La sorpresiva noticia
le había sacudido los sentidos, haciéndole perder la bola de golf entre unos
arbustos que estaban plantados a unos cincuenta metros del banderín. Después giraba
el cuello y observaba el carro, arrojando el palo hacia atrás, con tanta fuerza
que casi terminó clavándose en el hoyo. Estaba pasmado, y en esas condiciones
se le acercaba a paso lento hasta terminar parado entre sus piernas, con una
cara que por cierto verseaba asperezas. Lo miraba desde tan cerca que sus
rodillas rozaban las de Francisco, hasta no poder contenerse más y preguntar:
— ¿Es una
broma, cierto?
Francisco lo
miraba fijo a los ojos, intentaba transmitirle calma pero por sus venas corría adrenalina.

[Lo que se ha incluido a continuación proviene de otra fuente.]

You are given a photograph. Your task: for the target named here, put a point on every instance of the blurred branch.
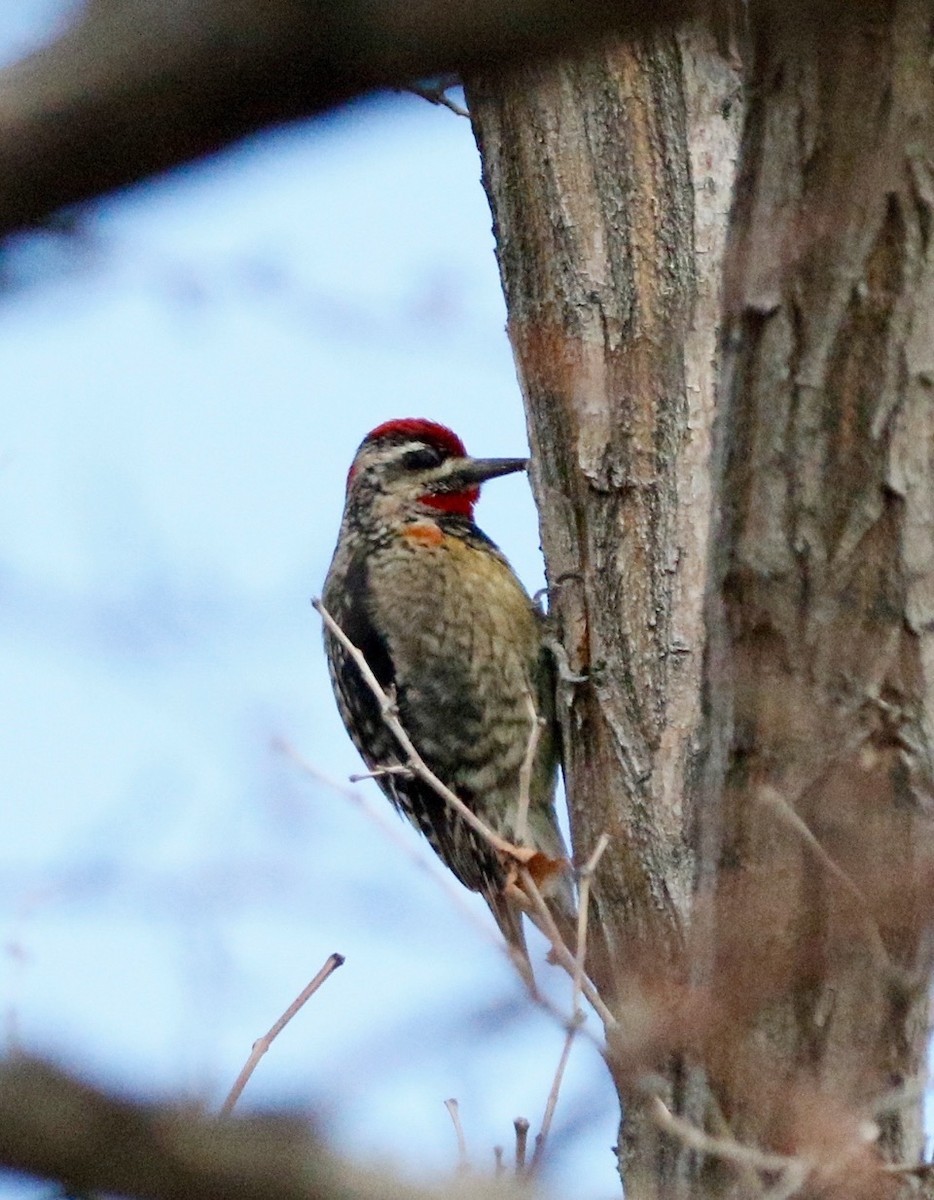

Al igual que la bola, temía que todo lo planeado se fuera por las ramas.
—Felipe: jamás
podría bromear con los sentimientos de nuestros hijos. Ellos sienten una
profunda atracción que ya no pueden ocultar, haciendo hasta lo imposible para
poder estar juntos. Créame que se adoran.
—Pero… ¡es mi
princesa! ¡No puede ser! —renegaba con los ojos enrojecidos—. Además… además mi
custodio ya lo hubiese informado.
Estaba tan
desconcertado que tomaba asiento en la caja trasera del carro, por detrás de
Francisco, y después se paraba para volverse a sentar.
—El amor es
impredecible —le expresaba Francisco, volteándose en su dirección—. Mi hijo es
un gran hombre, un muchacho formado con principios leales.
—No tengo
dudas de que lo sea pero mi princesa no está preparada para el amor, es una
señorita que aún tiene mucha inexperiencia.
Felipe miraba
el suelo y daba la sensación de que quería remover con las pupilas un yuyito
rebelde que sobresalía en el césped.
—Sepa
disculpar el atrevimiento pero… Priscilla es toda una mujer —agregaba Francisco.
— ¿También la
hizo mujer? —se volteaba enérgicamente para mirarlo a los ojos con fuego en las
pupilas.
—Tranquilo,
don Felipe, nuestros hijos han crecido y saben mejor que nadie lo que quieren
para sus vidas. Jamás he visto a mi querido hijo con tanto brillo en los ojos,
parece otro. Me prometió protegerla contra viento y marea.
—Pero no soy
un padre convencional, hay muchas cosas que usted desconoce de mis negocios y
mi difícil estilo de vida.
— ¡Por favor!
¿Cómo piensa que edifiqué mi hotel, con esfuerzos y sacrificios? He trabajado
duro para tener lo que tengo pero con eso sólo no alcanza.
—Sueño con ver
a mi hija conformando una familia. Su hijo es un hombre confiable porque usted
lo es pero…
— ¡Pero ellos
son libres y se atraen! —lo interrumpía, tomándolo del antebrazo izquierdo.
— ¿Cómo?
Usted… eh… no puede ser. Que sean pareja, vaya y pase, pero de ahí a que mi
nena sea libre, no puede ser.
Estaba
preocupado Felipe, tanto que salía del carro y caminaba de un lado a otro como
si buscara sus sentidos entre la hierba. No podía digerir semejante notición
pero reaccionaba tomando el celular. Con sus dedos inquietos comenzaba a marcar
unos números como si tocara las teclas de un piano.
—Encima se da
el gusto de no atender —exclamaba con el celular pegado a la oreja.
Francisco no
quería moverse, tan sólo se limitaba a observar los movimientos de un padre
enfermizo que no quería perder a su hija, muy consciente de que su obsesión
podía desviarlo por un sendero que podría peligrar sus propósitos más macabros.
—Insistiré
—agregaba embroncado—. No puede desatenderme. ¡Soy su padre, carajo! —y seguía
marcando los números en el teléfono.